Monge Elkan

class py_stringmatching.similarity_measure.monge_elkan.MongeElkan(sim_func=jaro_winkler_function)[source]

Computes Monge-Elkan measure.

The Monge-Elkan similarity measure is a type of hybrid similarity measure that combines the benefits of sequence-based and set-based methods. This can be effective for domains in which more control is needed over the similarity measure. It implicitly uses a secondary similarity measure, such as Levenshtein to compute over all similarity score. See the string matching chapter in the DI book (Principles of Data Integration).

Parameters:sim_func (function) – Secondary similarity function. This is expected to be a sequence-based similarity measure (defaults to Jaro-Winkler similarity measure).
sim_func

function – An attribute to store the secondary similarity function.

get_raw_score(bag1, bag2)[source]

Computes the raw Monge-Elkan score between two bags (lists).
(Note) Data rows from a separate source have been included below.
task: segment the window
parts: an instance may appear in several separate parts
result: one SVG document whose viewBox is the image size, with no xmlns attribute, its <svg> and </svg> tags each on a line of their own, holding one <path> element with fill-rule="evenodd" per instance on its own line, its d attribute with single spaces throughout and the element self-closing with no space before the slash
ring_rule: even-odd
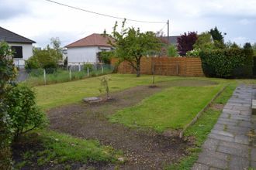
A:
<svg viewBox="0 0 256 170">
<path fill-rule="evenodd" d="M 22 46 L 12 46 L 13 58 L 22 58 Z"/>
</svg>

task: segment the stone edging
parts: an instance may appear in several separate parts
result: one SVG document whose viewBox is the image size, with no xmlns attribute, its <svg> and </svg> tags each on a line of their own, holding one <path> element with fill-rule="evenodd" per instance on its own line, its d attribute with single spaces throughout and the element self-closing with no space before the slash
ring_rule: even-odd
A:
<svg viewBox="0 0 256 170">
<path fill-rule="evenodd" d="M 196 121 L 199 118 L 199 117 L 202 115 L 202 114 L 207 109 L 209 108 L 209 107 L 212 104 L 212 103 L 213 102 L 213 100 L 220 96 L 220 94 L 227 88 L 227 87 L 229 84 L 226 85 L 225 87 L 223 87 L 213 98 L 212 100 L 205 106 L 205 107 L 203 107 L 195 117 L 195 118 L 193 118 L 193 120 L 189 122 L 189 124 L 187 124 L 182 129 L 182 131 L 179 133 L 179 138 L 182 138 L 185 131 L 189 128 L 189 127 L 192 126 L 192 124 L 194 124 Z"/>
</svg>

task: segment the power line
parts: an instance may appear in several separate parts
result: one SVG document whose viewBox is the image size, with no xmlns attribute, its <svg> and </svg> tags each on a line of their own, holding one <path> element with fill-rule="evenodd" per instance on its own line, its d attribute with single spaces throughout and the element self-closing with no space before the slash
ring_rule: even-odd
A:
<svg viewBox="0 0 256 170">
<path fill-rule="evenodd" d="M 74 9 L 77 9 L 77 10 L 80 10 L 80 11 L 83 11 L 83 12 L 89 12 L 89 13 L 92 13 L 92 14 L 96 14 L 96 15 L 102 15 L 102 16 L 106 16 L 106 17 L 110 17 L 110 18 L 117 19 L 125 19 L 125 18 L 122 18 L 122 17 L 119 17 L 119 16 L 114 16 L 114 15 L 107 15 L 107 14 L 99 13 L 99 12 L 93 12 L 93 11 L 89 11 L 87 9 L 75 7 L 75 6 L 71 6 L 71 5 L 69 5 L 67 4 L 57 2 L 55 1 L 52 1 L 52 0 L 45 0 L 45 1 L 54 3 L 54 4 L 57 4 L 57 5 L 60 5 L 62 6 L 66 6 L 66 7 L 68 7 L 71 8 L 74 8 Z M 150 21 L 142 21 L 142 20 L 137 20 L 137 19 L 126 19 L 127 21 L 144 22 L 144 23 L 152 23 L 152 24 L 166 23 L 166 22 L 150 22 Z"/>
</svg>

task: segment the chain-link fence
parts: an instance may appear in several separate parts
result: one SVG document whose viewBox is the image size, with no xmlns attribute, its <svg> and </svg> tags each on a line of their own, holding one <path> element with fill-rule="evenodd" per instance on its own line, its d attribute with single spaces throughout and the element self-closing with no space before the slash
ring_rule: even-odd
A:
<svg viewBox="0 0 256 170">
<path fill-rule="evenodd" d="M 32 86 L 47 85 L 98 76 L 112 73 L 110 64 L 67 66 L 65 68 L 26 70 L 23 80 Z"/>
</svg>

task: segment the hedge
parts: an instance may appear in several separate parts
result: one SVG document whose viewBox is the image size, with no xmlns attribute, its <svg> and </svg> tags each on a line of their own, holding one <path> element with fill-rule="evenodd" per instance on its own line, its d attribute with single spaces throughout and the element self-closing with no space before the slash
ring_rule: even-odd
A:
<svg viewBox="0 0 256 170">
<path fill-rule="evenodd" d="M 206 76 L 237 78 L 253 76 L 253 57 L 246 49 L 201 51 L 199 56 L 202 70 Z"/>
</svg>

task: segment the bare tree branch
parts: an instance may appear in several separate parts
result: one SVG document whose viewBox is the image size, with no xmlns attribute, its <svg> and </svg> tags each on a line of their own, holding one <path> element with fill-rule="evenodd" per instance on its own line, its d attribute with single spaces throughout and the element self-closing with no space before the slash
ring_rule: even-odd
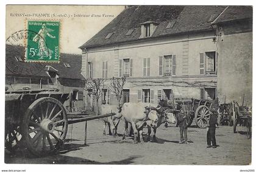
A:
<svg viewBox="0 0 256 172">
<path fill-rule="evenodd" d="M 109 89 L 113 92 L 120 105 L 120 101 L 122 99 L 124 86 L 126 84 L 126 78 L 125 77 L 121 78 L 113 77 L 110 79 L 110 87 Z"/>
</svg>

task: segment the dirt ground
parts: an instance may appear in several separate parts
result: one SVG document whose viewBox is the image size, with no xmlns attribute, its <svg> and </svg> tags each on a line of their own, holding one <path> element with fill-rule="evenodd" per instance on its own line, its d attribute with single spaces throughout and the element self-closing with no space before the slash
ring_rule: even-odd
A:
<svg viewBox="0 0 256 172">
<path fill-rule="evenodd" d="M 72 128 L 72 133 L 71 133 Z M 59 164 L 150 164 L 150 165 L 248 165 L 251 162 L 251 139 L 245 134 L 246 128 L 221 126 L 216 129 L 219 147 L 206 148 L 206 129 L 196 128 L 194 122 L 188 128 L 189 144 L 179 144 L 179 128 L 163 125 L 157 131 L 158 142 L 133 143 L 132 137 L 122 140 L 123 122 L 120 122 L 119 136 L 102 136 L 101 120 L 87 123 L 87 145 L 84 143 L 85 123 L 68 126 L 67 142 L 58 154 L 34 157 L 26 151 L 15 154 L 5 151 L 7 163 Z M 147 128 L 143 129 L 146 133 Z"/>
</svg>

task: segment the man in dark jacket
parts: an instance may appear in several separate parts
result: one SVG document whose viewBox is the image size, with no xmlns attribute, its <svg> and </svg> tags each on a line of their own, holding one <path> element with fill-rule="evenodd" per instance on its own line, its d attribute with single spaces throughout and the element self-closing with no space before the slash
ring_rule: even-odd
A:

Parameters:bag1,bag2 (list) – Input lists.
Returns:Monge-Elkan similarity score (float).
Raises:TypeError – If the inputs are not lists or if one of the inputs is None.

Examples

>>> me = MongeElkan()
>>> me.get_raw_score(['Niall'], ['Neal'])
0.8049999999999999
>>> me.get_raw_score(['Niall'], ['Nigel'])
0.7866666666666667
>>> me.get_raw_score(['Comput.', 'Sci.', 'and', 'Eng.', 'Dept.,', 'University', 'of', 'California,', 'San', 'Diego'], ['Department', 'of', 'Computer', 'Science,', 'Univ.', 'Calif.,', 'San', 'Diego'])
0.8677218614718616
>>> me.get_raw_score([''], ['a'])
0.0
>>> me = MongeElkan(sim_func=NeedlemanWunsch().get_raw_score)
>>> me.get_raw_score(['Comput.', 'Sci.', 'and', 'Eng.', 'Dept.,', 'University', 'of', 'California,', 'San', 'Diego'], ['Department', 'of', 'Computer', 'Science,', 'Univ.', 'Calif.,', 'San', 'Diego'])
2.0
>>> me = MongeElkan(sim_func=Affine().get_raw_score)
>>> me.get_raw_score(['Comput.', 'Sci.', 'and', 'Eng.', 'Dept.,', 'University', 'of', 'California,', 'San', 'Diego'], ['Department', 'of', 'Computer', 'Science,', 'Univ.', 'Calif.,', 'San', 'Diego'])
2.25

References

  • Principles of Data Integration book
get_sim_func()[source]

Get the secondary similarity function.

Returns:secondary similarity function (function).
set_sim_func(sim_func)[source]

Set the secondary similarity function.

Parameters:sim_func (function) – Secondary similarity function.